The reason i had to deal with time zones is because the application is running at our local servers so any time we take from new Date() will be the local time of my country. Our application is accessed from various user accounts created for various users in various locations, so in order to store the time stamp that they did some transaction in their own time zone i used this method.


Thank you for your comprehensive response.

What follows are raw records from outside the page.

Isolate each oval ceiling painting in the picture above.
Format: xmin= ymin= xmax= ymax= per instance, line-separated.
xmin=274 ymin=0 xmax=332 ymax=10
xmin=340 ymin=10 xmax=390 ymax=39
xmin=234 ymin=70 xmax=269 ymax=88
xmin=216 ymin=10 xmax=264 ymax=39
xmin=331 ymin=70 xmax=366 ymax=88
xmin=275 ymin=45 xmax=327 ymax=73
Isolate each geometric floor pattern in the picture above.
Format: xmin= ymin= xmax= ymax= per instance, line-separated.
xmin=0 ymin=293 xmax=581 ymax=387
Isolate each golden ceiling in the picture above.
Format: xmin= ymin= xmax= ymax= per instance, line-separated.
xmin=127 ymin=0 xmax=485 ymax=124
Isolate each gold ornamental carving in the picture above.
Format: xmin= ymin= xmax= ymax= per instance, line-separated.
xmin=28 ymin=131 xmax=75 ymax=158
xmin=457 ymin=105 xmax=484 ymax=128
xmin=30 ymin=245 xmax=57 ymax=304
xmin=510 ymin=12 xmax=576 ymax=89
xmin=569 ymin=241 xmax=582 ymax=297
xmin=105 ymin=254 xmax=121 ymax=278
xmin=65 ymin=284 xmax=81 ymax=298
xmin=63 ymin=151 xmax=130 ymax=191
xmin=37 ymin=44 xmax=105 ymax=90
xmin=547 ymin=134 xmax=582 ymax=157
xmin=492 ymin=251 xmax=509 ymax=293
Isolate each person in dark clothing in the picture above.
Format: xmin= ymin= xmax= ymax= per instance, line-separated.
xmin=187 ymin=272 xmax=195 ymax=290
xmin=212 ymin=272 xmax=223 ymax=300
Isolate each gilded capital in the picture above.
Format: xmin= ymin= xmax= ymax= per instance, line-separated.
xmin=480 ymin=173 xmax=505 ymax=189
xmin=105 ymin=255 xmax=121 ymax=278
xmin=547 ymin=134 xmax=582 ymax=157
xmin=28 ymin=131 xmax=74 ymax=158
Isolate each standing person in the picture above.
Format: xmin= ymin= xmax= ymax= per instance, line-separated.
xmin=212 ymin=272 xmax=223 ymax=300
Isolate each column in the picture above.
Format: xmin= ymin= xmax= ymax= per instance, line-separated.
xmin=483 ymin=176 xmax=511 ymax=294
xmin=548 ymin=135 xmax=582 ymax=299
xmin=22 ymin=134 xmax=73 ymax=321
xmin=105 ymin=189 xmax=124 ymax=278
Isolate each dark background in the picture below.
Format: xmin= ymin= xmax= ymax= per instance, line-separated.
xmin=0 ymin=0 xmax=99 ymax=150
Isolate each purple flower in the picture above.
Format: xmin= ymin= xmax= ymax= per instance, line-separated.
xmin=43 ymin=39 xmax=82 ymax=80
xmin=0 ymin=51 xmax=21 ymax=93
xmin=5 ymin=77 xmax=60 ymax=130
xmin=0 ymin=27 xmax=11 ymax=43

Jose Smith replied on Wed, 2011/06/22 - 7:33am in response to: Dinuka Arseculeratne

"new Date()" represents NOW in all countries. For example:
Date d = new Date();
showLocalTime(d, "America/New_York");
showLocalTime(d, "Europe/Athens");

public void showLocalTime(Date d, String timeZoneId) {
   TimeZone tz = TimeZone.getTimeZone(timeZoneId);
   SimpleDateFormat format = new SimpleDateFormat("EEE, d MMM yyyy HH:mm:ss Z");

Dinuka Arseculeratne replied on Thu, 2011/06/23 - 6:36am in response to: Jose Smith

Hi Jonathan,


I think you misunderstood my previous statement. If my servers are set to my local time zone then calling new Date() represents the current time in that time zone which will be stored in the database. Ofcourse timeZoneId will work but again my point i made was that i wanted to make this change with the data we had which was the GMT action + GMT minutes that was already stored in our country table. 


The solution provided by you is the correct way of doing it, again what i wanted was to come up with a solution with the data in hand.




Loren Kratzke replied on Thu, 2011/06/23 - 9:50pm in response to: darryl west

Contrary to popular belief, static methods are not evil if you do not care where they are being called from, and as long as they are stateless as this one is. Regarding String concatenation, it happens in one (or the other) statement so will result in exactly one StringBuilder being constructed behind the scenes - no different than creating one yourself and calling ".append()" except his example is more readable. But I respect your attention to these details. Good points.

One fact that many Java programmers do not fully grasp is that System.currentTimeMillis() returns the same value in London as it does in New York. The rest of Date handling is all offsets from this value based upon desired time zone.


Sirikant Noori replied on Sun, 2012/01/15 - 1:05pm

First, consider simply storing the TimeZone id for the country rather than the offset. In the simple case it saves you the math and string manipulation. More importantly it gives you a lot more flexibility.